Gdzie tu irracjonalizm? Ludzie chca po prostu chronic swoich bliskich, a tam
gdzie sie zdarza ze bliski jest napastnikiem, bronic slabszych i bardziej
pokrzywdzonych.
>
> > ludzie ktorzy byli dotknieci tym zjawiskiem (byli ofiarami) nie moga
sobie
> > wybaczyc ze nie postawili sie napastnikowi, a przeciez byli dziecmi, nie
> > byli w stanie, bali sie, wstydzili, ale to nie ma dla nich znaczenia,
zyja w
> > poczuciu winy, nienawisc do napastnika miesza sie z obrzydzeniem do
samych
> > siebie.
> > Piszesz ze to wina spoleczenstwa bo wpedzamy te dzieci w poczucie winy
> > uswiadamiajac im ze to jest zle, ze co im sie przydazylo jest
niewlasciwe w
> > tej kulturze.
> > Akurat zyjemy tu a nie gdzies indziej i taka jest ta kultura ze zjawisko
> > pedofilii jest uwazane za cos wstretnego, odrazajacego i wymagajacego
kary.
>
> Tak, w taki sposob jest dzisiaj postrzegana pedofilia. Przeciez o tym
wlasnie
> pisalem. W czym problem?
to tak jakbys nie akceptowal tej kultury, w tym problem.

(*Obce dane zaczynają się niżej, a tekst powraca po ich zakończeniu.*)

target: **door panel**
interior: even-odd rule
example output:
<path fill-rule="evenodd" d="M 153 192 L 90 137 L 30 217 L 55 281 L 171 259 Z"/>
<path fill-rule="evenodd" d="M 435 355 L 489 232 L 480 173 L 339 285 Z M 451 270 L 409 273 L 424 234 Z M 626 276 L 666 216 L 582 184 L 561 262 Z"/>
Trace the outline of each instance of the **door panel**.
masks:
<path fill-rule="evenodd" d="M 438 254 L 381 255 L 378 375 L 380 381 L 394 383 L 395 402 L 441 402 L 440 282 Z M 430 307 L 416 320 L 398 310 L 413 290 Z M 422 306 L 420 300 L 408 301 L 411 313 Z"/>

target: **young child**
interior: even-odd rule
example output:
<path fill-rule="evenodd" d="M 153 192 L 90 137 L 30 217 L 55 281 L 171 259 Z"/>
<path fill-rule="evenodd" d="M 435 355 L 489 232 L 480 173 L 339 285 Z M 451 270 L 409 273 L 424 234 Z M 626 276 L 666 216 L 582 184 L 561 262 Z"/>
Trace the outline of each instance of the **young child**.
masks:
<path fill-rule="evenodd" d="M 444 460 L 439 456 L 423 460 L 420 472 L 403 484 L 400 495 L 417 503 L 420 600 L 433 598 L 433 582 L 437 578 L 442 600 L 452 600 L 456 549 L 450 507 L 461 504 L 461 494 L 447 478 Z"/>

problem jest w wykorzystywaniu naiwnosci dziecka do zaspokajania wlasnych
rzadz seksualnych. pisales cos ze pedofile odwdzieczaja sie czesto dziecku,
pobudzajac jego narzady plciowe i ze dzieci moga odczowac z tego
przyjemnosc. przyjemnosc seksualna polega nie tylko na doznaniach cielesnych
ale i umyslowych. ludzie dorosli moga doswiadczyc tego w pelni bowiem ich
wiedza na temat ludzkiej seksualnosci i ich zmysly na tyle rozwiniete ze
moga doswiadczac tejze przyjemnosci w pelni. dziecko nie ma rozwinietej
swiadomosci tak jak pedofil tak wiec pobudzanie dziecka jest kolejnym
wykorzystywaniem jego niewinnosci i naiwnosci.
>
> > Kraje wysoko roziwniete maja to do siebie ze staraja sie zapewnic swoim
> > obywatelom optymalne warunki zycia. Rodziny staraja sie zapewnic
dzieciom
> > jak najszczesliwsze dziecinstwo jakie jest mozliwe.
>
> Z tym to roznie bywa...
zalozmy ze ogolnie. tak naprawwde wszystko zalezy przeciez od czlowieka.
>
> > Nie uchronisz dziecka
> > przed wszystkim, to jest niemozliwe bo wszedzie z nim byc nie mozesz,
ale
> > starasz sie najlepiej jak potrafisz i przychodzi ci taki potwor i
krzywdzi
> > ci dziecko.
>
> Strasznie emocjonalnie do tego podchodzisz. Jestes pewna, ze z takim
> nastawieniem nadajesz sie na lekarza?
nie bede lekarzem, bardziej interesuje mnie praca w kampani reklamowej przy
robieniu research i customer behavior. ale nawet jesli bylabym lekarzem
zapewne odlozylabym swoje personalne mysli i opinie na tor dalszy a
podchodzila do pacjenta w sposob jak najbardziej profesjonalny.